Mayfair defies Brexit to close debut fund at £400m

The UK-focused firm extended the fundraising by six months to take account of investor uncertainty around the UK’s EU referendum.

Mayfair Equity Partners, the UK-headquartered buyout and growth capital firm launched by LDC’s former London office head, Daniel Sasaki, has closed its debut fund on £400 million (€463 million; $520 million), according to a statement from the firm.

The fund, which was oversubscribed, launched in late 2014 with a target of £350 million. It held a first close in April 2015 at around £200 million.

Fundraising reached the £300 million mark in early 2016, at which point the date for the UK referendum on EU membership was announced and a number of investors retreated to a ‘wait-and-see’ position, said a source with knowledge of the process. A six-month extension on the final close was agreed with investors to wait for the referendum outcome.

Mayfair Equity Partners Fund I’s investor base includes investors from the UK, Europe, the Middle East and North America, among them pension funds, asset managers, funds of funds, sovereign wealth funds, family offices and other institutional investors, the firm said.

Investors in the fund include the Fire and Police Pension Association of Colorado, which committed $14 million, the European Investment Fund, which committed €61.6 million, the Universities Superannuation Scheme, Macquarie Group, and Adams Street Partners, according to PEI data.

It is understood that Morgan Stanley Investment Management and Adveq are also investors in the fund.

The vehicle also has access to “significant co-investment capital”, the firm said.

It is understood that the Mayfair team made a GP commitment “in line with market standards”, which would typically be around 2 percent of the fund size.

Triago acted as placement agent for the fundraising, and Macfarlanes acted as legal counsel.

Mayfair focuses on investments where its networks are strongest, within the UK and Republic of Ireland as well as “further afield”, according to its website.

The vehicle, which is looking to back eight to 12 businesses in the technology and consumer sectors, has already made four investments: domestic energy supplier Ovo Energy; sport fishing equipment provider Fox International; Hotels & More, a B2B partner for travel businesses selling inbound tours to the United Kingdom and Ireland; and Japanese casual dining chain YO! Sushi.

LDC hired Sasaki as a director in 2008 to focus on TMT investments in London, and in 2011 he took over the running of the London office. He left the firm in 2014 after a reported failed secret takeover attempt of LDC’s London business by Goldman Sachs.

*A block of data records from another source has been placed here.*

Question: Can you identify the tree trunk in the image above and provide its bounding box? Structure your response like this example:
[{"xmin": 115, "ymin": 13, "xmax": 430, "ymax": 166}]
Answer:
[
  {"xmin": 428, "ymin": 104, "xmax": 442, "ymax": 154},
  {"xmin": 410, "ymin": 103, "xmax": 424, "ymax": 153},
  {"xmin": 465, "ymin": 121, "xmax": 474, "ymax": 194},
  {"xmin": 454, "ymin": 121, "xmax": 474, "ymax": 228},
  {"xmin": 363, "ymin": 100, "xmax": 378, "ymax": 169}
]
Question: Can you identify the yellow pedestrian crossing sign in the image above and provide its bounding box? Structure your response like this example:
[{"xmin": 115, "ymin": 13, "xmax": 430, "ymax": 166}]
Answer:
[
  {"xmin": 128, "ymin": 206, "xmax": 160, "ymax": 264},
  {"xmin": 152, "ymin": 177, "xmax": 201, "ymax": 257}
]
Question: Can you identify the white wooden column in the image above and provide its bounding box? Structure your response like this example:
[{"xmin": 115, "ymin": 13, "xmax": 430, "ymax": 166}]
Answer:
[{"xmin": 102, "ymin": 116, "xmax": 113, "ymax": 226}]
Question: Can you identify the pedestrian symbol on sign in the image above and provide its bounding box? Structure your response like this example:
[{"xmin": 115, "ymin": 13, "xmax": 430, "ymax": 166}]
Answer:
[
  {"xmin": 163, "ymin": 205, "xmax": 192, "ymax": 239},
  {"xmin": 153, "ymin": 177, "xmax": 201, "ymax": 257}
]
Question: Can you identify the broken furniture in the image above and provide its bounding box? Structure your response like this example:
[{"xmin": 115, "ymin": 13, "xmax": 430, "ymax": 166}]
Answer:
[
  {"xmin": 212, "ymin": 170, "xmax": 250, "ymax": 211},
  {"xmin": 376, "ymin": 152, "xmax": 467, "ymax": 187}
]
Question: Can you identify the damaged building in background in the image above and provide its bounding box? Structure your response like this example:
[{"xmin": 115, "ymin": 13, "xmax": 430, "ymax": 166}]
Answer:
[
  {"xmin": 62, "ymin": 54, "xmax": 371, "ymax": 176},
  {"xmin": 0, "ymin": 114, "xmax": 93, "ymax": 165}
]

“(His) success generated external interest in the London part of the business which in turn led to [his] departure,” a spokesperson for Sasaki told Sky News at the time. “Daniel Sasaki… behaved with utmost propriety at all times and there is no dispute regarding his departure.”

At the end of Q3 $2.37 billion had been raised by UK-focused private equity funds, according to PEI data, significantly lower than the $3.86 billion raised in the same period last year. The third quarter was particularly quiet, with just $600 million raised by one fund, CBPE IX, which closed on its £459 million hard-cap.